In deze zaak heeft Goodwill Media B.V. een vordering ingesteld tegen een gedaagde, die handelde onder een handelsnaam, met betrekking tot de nakoming van een mondelinge overeenkomst voor het plaatsen van advertenties. De overeenkomst, die op 6 juli 2018 tot stand kwam, hield in dat Goodwill Media drie advertenties zou plaatsen in verschillende edities van hun puzzel- en kleurboeken, tegen een totaalbedrag van € 302,50 per plaatsing. De gedaagde heeft echter de factuur voor de eerste advertentie, die in 2019 werd geplaatst, onbetaald gelaten. Goodwill Media vorderde de betaling van de hoofdsom, wettelijke rente en buitengerechtelijke kosten.
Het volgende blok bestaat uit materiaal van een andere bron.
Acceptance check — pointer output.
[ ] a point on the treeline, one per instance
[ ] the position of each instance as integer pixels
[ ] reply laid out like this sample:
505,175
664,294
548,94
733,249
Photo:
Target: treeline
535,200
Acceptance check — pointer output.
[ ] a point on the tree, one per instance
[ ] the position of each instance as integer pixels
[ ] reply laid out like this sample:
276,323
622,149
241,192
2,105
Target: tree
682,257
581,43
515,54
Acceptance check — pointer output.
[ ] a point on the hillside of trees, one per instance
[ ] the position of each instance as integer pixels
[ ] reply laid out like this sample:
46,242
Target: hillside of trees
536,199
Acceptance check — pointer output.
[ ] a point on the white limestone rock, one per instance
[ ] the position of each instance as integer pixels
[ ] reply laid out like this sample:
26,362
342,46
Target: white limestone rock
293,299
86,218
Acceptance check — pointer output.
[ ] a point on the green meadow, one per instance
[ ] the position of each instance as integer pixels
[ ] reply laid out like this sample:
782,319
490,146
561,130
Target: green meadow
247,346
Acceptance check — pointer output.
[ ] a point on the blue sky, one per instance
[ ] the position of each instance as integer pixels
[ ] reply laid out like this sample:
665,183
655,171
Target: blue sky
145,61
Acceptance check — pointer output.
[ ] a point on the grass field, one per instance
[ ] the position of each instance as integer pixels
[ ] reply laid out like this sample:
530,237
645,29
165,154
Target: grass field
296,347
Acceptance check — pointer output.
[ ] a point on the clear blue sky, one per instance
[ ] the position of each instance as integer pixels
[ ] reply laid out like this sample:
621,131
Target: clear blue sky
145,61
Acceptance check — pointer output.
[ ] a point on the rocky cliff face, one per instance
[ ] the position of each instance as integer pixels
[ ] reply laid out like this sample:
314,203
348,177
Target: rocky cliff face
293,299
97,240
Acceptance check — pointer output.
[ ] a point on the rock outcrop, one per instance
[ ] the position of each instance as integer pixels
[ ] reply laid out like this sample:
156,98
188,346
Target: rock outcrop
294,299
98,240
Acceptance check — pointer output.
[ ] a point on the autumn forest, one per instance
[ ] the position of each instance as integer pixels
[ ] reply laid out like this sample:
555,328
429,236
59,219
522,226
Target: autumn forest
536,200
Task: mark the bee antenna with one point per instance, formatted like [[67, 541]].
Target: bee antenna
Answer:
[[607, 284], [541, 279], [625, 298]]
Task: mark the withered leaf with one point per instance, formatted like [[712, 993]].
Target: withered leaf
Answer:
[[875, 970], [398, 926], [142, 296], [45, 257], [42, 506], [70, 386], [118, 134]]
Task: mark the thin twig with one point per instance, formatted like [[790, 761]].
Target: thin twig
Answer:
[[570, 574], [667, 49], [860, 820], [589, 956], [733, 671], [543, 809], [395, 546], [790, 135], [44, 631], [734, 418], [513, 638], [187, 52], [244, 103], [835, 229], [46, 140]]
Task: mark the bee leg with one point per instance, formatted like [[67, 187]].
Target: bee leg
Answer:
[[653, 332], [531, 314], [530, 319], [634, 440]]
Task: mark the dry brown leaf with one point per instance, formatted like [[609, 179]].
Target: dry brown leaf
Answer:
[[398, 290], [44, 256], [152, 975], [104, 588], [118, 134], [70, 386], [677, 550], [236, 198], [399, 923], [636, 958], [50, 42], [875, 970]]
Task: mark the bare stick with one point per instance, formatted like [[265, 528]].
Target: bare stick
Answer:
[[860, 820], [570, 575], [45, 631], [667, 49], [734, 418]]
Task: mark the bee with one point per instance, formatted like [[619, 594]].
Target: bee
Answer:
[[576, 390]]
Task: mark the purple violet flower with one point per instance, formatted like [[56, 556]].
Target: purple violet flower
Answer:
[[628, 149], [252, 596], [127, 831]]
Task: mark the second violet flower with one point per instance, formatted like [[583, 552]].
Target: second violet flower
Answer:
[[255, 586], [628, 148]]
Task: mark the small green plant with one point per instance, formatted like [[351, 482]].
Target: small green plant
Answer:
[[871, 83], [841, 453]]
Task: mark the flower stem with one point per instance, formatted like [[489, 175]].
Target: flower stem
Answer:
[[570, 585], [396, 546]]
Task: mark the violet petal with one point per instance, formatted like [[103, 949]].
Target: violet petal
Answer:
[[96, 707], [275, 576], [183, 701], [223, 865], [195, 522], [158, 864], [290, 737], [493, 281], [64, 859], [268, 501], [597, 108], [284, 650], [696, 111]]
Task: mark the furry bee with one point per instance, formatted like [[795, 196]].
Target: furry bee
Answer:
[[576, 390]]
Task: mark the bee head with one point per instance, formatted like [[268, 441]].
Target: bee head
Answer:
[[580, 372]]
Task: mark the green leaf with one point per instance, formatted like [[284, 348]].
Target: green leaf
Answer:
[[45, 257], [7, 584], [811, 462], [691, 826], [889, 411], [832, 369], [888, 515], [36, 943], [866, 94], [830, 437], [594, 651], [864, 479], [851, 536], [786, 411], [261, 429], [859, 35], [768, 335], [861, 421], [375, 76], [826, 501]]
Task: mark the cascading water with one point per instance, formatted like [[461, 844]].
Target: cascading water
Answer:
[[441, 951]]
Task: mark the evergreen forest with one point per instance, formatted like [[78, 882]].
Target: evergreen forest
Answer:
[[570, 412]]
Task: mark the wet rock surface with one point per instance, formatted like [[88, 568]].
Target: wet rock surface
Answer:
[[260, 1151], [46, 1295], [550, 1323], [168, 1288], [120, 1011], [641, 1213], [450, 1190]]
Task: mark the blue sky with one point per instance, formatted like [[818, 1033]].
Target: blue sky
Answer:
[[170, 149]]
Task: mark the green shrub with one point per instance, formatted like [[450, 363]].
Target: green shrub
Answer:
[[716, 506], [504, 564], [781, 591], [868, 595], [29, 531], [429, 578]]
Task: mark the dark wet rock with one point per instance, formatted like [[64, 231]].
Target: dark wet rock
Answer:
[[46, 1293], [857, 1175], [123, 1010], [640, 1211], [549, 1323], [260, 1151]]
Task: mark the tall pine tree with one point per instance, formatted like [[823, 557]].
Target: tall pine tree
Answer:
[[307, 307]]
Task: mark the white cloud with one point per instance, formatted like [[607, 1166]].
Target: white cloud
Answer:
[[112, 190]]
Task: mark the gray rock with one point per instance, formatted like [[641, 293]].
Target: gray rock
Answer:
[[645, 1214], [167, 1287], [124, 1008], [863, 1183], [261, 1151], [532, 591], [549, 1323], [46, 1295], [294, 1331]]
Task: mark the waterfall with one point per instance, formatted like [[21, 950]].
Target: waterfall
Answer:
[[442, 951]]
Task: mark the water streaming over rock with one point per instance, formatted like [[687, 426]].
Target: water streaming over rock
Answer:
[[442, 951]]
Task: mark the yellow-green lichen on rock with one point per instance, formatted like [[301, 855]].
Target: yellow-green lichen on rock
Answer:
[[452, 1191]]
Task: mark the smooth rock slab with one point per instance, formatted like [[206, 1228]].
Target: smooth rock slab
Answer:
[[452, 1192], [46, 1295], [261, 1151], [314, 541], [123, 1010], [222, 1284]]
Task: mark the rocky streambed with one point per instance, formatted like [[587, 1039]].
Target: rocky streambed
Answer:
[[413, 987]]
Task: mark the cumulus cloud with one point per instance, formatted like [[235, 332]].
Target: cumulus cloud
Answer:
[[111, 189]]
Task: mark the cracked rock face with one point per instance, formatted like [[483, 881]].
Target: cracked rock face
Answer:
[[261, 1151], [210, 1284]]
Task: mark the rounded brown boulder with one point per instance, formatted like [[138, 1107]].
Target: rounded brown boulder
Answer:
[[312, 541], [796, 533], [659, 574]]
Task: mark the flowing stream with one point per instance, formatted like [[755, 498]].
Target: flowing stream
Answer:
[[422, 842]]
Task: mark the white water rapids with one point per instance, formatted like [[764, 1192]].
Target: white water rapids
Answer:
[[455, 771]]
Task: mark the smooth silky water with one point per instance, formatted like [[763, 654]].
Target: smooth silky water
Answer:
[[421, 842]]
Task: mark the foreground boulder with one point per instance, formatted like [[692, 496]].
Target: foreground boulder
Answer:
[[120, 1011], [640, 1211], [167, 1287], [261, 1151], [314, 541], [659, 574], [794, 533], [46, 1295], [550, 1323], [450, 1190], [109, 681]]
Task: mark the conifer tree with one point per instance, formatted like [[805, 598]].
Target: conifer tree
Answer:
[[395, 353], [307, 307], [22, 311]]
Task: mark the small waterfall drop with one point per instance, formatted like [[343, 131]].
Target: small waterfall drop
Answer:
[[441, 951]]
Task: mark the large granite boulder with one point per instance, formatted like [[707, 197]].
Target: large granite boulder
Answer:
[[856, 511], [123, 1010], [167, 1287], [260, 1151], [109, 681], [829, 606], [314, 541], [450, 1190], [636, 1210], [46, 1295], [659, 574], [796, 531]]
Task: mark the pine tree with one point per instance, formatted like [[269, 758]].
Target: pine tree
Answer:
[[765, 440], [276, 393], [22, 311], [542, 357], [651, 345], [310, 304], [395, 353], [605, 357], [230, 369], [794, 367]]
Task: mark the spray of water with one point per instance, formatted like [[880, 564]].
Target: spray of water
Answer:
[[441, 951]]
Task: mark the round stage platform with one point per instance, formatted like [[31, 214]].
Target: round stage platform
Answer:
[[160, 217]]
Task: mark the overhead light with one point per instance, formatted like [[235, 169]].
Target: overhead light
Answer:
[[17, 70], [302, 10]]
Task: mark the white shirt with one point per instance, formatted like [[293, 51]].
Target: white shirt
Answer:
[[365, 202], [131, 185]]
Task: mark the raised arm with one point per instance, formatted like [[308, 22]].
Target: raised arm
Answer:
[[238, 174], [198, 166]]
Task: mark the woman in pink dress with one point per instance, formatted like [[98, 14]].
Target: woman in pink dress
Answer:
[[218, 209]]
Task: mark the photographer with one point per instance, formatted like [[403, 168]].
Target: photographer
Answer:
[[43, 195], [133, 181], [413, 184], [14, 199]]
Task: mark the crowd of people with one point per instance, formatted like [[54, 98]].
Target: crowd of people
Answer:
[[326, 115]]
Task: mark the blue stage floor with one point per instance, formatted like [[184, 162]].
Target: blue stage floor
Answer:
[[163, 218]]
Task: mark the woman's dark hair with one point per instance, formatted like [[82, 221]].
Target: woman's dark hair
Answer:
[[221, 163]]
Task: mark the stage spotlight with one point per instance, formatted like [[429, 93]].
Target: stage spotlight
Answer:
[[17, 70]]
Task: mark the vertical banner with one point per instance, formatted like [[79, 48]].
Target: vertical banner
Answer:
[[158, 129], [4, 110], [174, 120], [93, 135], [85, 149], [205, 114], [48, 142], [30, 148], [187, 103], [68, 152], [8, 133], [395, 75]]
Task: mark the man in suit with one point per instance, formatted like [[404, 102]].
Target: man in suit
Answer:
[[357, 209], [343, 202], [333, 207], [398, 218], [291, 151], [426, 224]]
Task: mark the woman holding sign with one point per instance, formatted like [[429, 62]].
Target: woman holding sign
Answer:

De procedure begon met een dagvaarding op 16 juni 2020, gevolgd door een conclusie van antwoord en een mondelinge behandeling op 6 augustus 2020. De gedaagde verscheen niet ter zitting, ondanks dat hij deugdelijk was opgeroepen. Goodwill Media heeft een geluidsopname overgelegd van een telefoongesprek waarin de voorwaarden van de overeenkomst werden besproken. De kantonrechter heeft geoordeeld dat de overeenkomst voor drie jaar was aangegaan, ondanks het verweer van de gedaagde dat hij dacht dat het om een eenmalige advertentie ging.
De kantonrechter heeft de vordering van Goodwill Media toegewezen, waarbij de gedaagde werd veroordeeld tot betaling van € 356,56, vermeerderd met wettelijke handelsrente en proceskosten. De rechter oordeelde dat de gedaagde in verzuim was geraakt door het niet betalen van de factuur en dat de gevorderde kosten en rente rechtmatig waren. Dit vonnis is uitgesproken door mr. K.J. Bezuijen op 4 september 2020.